The study introduces the application of the MPS+MF method to large 2D and 3D arrays of coupled chains, enabling quantitative analysis of phase competition in models relevant to high-$T_c$ materials.

Findings

Reproduced coexistence of SC and charge-density wave at V=0

Showed how to tune away from coexistence by V and doping

Demonstrated the feasibility of large system simulations with MPS+MF

Abstract

Materials with strong electronic correlations may exhibit a superconducting (SC) phase when tuning some parameters, but they almost always also have multiple other phases, typically insulating ones, that are in close competition with SC. It is highly challenging to resolve this competition with quantitative numerics for the group of quasi-two-dimensional materials such as the cuprates. This is the case even for the simplified minimal models of these materials, the doped 2D Hubbard model with repulsive interactions, where clusters of sufficient size to determine the phase in the thermodynamic limit can be hard-to-impossible to treat in practice.

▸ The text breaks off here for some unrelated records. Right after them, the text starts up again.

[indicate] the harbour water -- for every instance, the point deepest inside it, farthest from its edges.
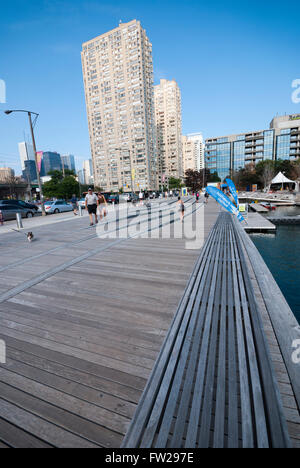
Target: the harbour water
(281, 252)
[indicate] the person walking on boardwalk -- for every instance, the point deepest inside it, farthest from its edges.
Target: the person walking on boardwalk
(74, 202)
(102, 206)
(91, 203)
(181, 208)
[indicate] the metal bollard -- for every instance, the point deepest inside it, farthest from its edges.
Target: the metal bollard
(19, 221)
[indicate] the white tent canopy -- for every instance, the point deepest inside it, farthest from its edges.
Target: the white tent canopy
(281, 179)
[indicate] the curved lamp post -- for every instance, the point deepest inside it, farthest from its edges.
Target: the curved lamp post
(29, 113)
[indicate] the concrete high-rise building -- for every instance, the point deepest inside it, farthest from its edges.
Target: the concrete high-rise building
(88, 172)
(29, 173)
(26, 153)
(168, 121)
(68, 161)
(233, 152)
(6, 173)
(193, 152)
(118, 81)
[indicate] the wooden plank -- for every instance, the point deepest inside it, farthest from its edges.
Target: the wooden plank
(40, 428)
(187, 355)
(233, 400)
(191, 436)
(247, 428)
(12, 436)
(220, 409)
(256, 390)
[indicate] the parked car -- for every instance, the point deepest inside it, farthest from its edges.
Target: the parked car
(81, 202)
(9, 212)
(21, 203)
(58, 206)
(114, 199)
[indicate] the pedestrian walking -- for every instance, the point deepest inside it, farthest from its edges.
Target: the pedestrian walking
(102, 206)
(181, 208)
(141, 198)
(91, 202)
(74, 202)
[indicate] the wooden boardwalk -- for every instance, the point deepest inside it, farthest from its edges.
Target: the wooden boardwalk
(222, 377)
(83, 320)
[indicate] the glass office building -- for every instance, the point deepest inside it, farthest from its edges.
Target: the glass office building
(51, 162)
(232, 153)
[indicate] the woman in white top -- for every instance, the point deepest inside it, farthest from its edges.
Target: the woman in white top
(91, 203)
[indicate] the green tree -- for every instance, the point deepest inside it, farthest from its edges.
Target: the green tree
(61, 187)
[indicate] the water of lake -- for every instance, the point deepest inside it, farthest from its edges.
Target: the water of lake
(281, 252)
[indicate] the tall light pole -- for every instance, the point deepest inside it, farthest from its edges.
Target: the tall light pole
(29, 113)
(131, 172)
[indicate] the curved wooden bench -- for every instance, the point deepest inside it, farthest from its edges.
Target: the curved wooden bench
(213, 383)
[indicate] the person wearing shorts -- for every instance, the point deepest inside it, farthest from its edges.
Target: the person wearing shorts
(74, 202)
(91, 202)
(102, 206)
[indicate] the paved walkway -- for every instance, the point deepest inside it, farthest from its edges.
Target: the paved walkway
(83, 319)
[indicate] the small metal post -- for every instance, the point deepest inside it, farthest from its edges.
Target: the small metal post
(19, 221)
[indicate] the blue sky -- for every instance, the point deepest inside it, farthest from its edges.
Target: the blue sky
(234, 62)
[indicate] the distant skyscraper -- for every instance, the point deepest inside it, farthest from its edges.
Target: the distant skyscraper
(193, 152)
(167, 98)
(29, 173)
(81, 177)
(51, 162)
(118, 80)
(6, 173)
(26, 153)
(88, 171)
(68, 161)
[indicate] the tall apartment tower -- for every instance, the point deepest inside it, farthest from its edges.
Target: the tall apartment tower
(193, 152)
(118, 81)
(26, 153)
(167, 98)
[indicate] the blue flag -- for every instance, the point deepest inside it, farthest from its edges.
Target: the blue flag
(221, 198)
(233, 191)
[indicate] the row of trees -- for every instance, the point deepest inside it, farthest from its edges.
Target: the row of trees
(63, 186)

The present work shows how quasi-one-dimensional systems, 2D and 3D arrays of weakly coupled 1D correlated electrons, are much more amenable to resolve the competition between SC and insulating orders on an equal footing using matrix-product states (MPS). Using the recently established MPS plus mean field (MPS+MF) approach for fermions, we demonstrate that large systems are readily reachable in these systems, and thus the thermodynamic regime by extrapolation. Focusing on basic model systems, 3D arrays of negative-U Hubbard chains with additional nearest-neighbor interaction V, we show that despite the MF component of the MPS+MF technique we can reproduce the expected coexistence of SC and charge-density wave at V=0 for density n=1. We then show how we can tune away from coexistence by both tuning V and doping the system. This work paves the way to deploy two-channel MPS+MF theory on some highly demanding high-$T_c$ SC systems, such as 3D arrays of repulsive-U doped Hubbard ladders, where we have recently characterized the properties of such arrays in single-channel MPS+MF calculations. The present approach could thus conclusively show that this SC order would actually be obtained, by explicitly comparing SC against its insulating competitors.